Even better, learn the language of your pet! We covered this in another article, so we highly recommend checking that out. Pay special attention to the tortoise nose boop. That’s some next level adorableness right there.

turtle, tortoise, shell

Educate yourself

We can tell you all day what to do specifically to help ensure your tortoise has a long and happy life. However, it’s up to you to truly understand their needs. Educate yourself not just on basic tortoise or turtle care, but the specific things your tortoise species needs. Every different tortoise species also wants and needs different things, so the more you know about yours, the better.

What can decrease a turtle or tortoise lifespan?

Pretty much the same things that can kill you can kill your tortoise. The slowest and maybe saddest death of all is from starvation or malnutrition. This slow and arduous wasting away can be painful and stressful. Stay on top of your tort’s or turtle’s diet!

Injury is the next biggest killer of tortoises and turtles. Sadly, injuries often come from grotesque mishandling. These animals do not enjoy being picked up, so please avoid doing this as much as possible. Often, they’re dropped when they accidentally scratch a young child. Just don’t let little kids handle your tortoise or turtle!

Another big killer is disease and illness. These often come from bad sanitation, poor food choices, and lack of proper ventilation. Illnesses can also come from infected bedding, decorations, or even on your hands. This can all be prevented with proper sanitation practices.

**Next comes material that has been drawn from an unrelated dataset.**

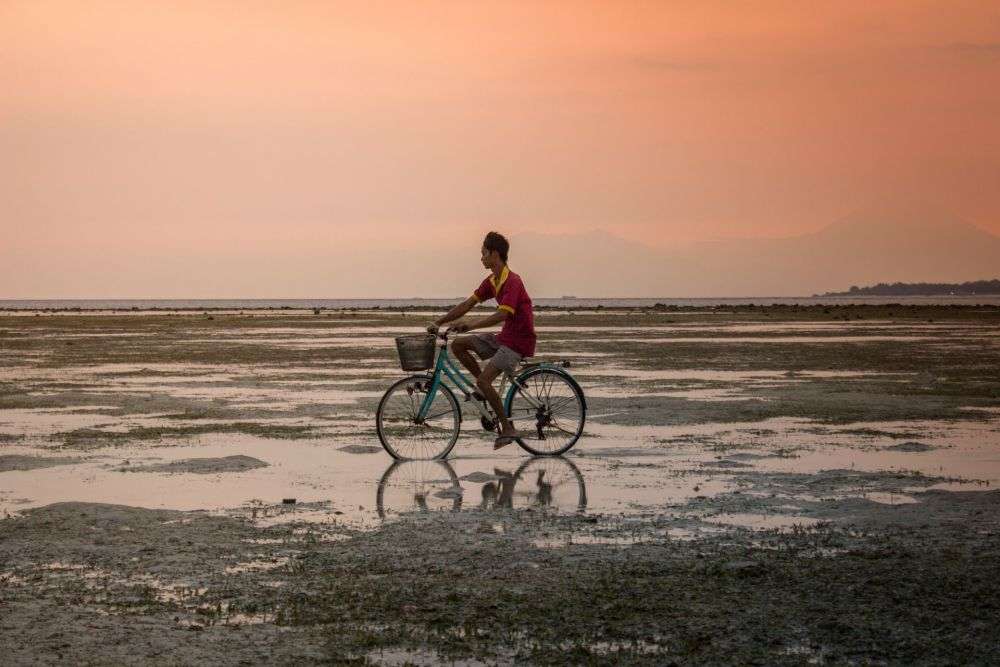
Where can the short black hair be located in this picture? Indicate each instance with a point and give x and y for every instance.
(496, 241)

Other pets are another way tortoises might have a shorter lifespan. This could go under many headings, but we gave it its own. See, other pets can cause injuries, like biting through a shell. They can carry parasites and diseases. They can contaminate your turtle or tortoise’s food and water. They can even scare your torts to death. Keep other pets away from your turtle tank or tortoise enclosure.

Caring for your pet tortoise or turtle if you die

Very few people want to talk about death, but it’s a fact of life. Someday, you will die. If you’ve been following our advice on this site and continuing your education in tortoise and turtle care, chances are pretty good that your tanky friends are going to outlive you. The best thing you can do for them is to plan for their care after your death.

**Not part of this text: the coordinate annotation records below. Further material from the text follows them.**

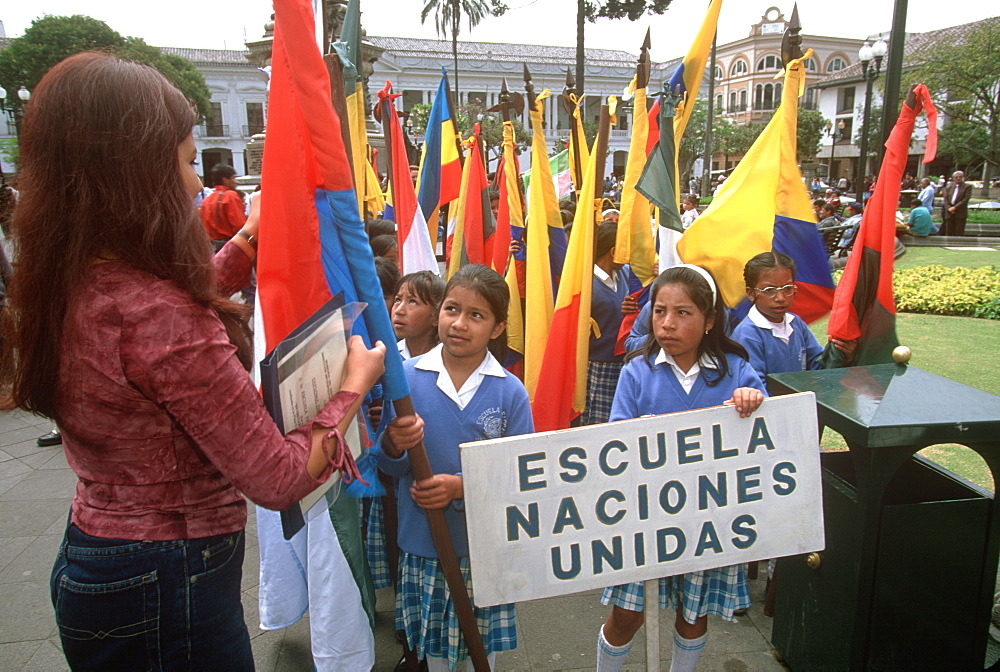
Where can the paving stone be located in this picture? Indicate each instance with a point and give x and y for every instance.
(48, 657)
(11, 547)
(26, 612)
(15, 655)
(21, 519)
(43, 484)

This means writing them into your will. You need to decide who will take them when you die. More than that, you should also provide a small financial incentive to whoever is left in charge. This will go toward feeding and vet care, but could also be a thank you gift for the person who agreed to keep your pets after you pass.


Q: Which tortoise species lives the longest?

A: With a lifespan ranging from 80 – 120 years, the Aldabra giant tortoise is one of the longest living tortoise species.

Do giant tortoises make good pets?

A: Since giant tortoises can live well over 100 years, and reach weights of over 500 pounds,
I would advise against keeping a giant tortoise as a pet. They require a lot of care and shouldn’t be kept indoors.


What a blessing from Mother Nature to have the opportunity to live with your best friend your entire life! Don’t waste that gift. Take measures right now to help ensure your tortoise or turtle has the very best life possible.